The DAMONA project aimed at studying the fundamental biological process of recombination and de novo mutation (DNM) in the germ line of the cow, an economically important livestock species. DAMONA has and continues to deliver in both fundamental and applied science. Among the most striking scientific discoveries of the project is the realization that the very first cell divisions during embryonic development are particularly prone to mutation. As a result, individuals are mosaic for a much higher proportion of DNM than previously assumed. This could, if it translates to human, have a major impact on the risk for siblings of patients having inherited pathogenic DNMs. DAMONA has identified tens of embryonic lethal (EL) mutations that are negatively impacting fertility in cattle and this information can now be used by breeders to avoid at-risk matings between parents carrying the same EL. DAMONA has identified thousands of disruptive coding mutations which have already been genotyped in tens of thousands of animals.
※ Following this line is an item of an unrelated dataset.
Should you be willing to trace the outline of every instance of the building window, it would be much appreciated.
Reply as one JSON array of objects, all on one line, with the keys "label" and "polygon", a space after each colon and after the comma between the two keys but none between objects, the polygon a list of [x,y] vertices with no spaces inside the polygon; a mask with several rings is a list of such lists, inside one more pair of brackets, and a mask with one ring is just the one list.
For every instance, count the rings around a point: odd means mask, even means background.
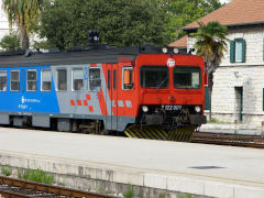
[{"label": "building window", "polygon": [[75,68],[73,69],[73,90],[80,91],[84,88],[84,69]]},{"label": "building window", "polygon": [[26,70],[26,90],[36,91],[36,70]]},{"label": "building window", "polygon": [[230,62],[245,63],[245,40],[235,38],[230,42]]},{"label": "building window", "polygon": [[0,91],[7,91],[7,70],[0,70]]},{"label": "building window", "polygon": [[66,91],[67,90],[67,70],[57,69],[57,90]]},{"label": "building window", "polygon": [[42,69],[42,91],[52,90],[52,70]]},{"label": "building window", "polygon": [[11,85],[11,91],[20,90],[20,72],[19,70],[11,70],[10,85]]},{"label": "building window", "polygon": [[89,68],[89,90],[101,90],[100,68]]}]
The impact of this information on the accuracy of "genomic selection" (the routine use of DNA diagnostics to identify the genetically superior parents for the next generation) is presently being evaluated. Finally, advances accrued through DAMONA, and information provided by the DAMONA dataset (whole genome sequence information from 750 animals), have allowed the development of a novel method for the identification of cows with subclinical mastitis by shallow whole genome sequencing of DNA extracted from the farm's milk tank, and this method is presently being deployed in the field.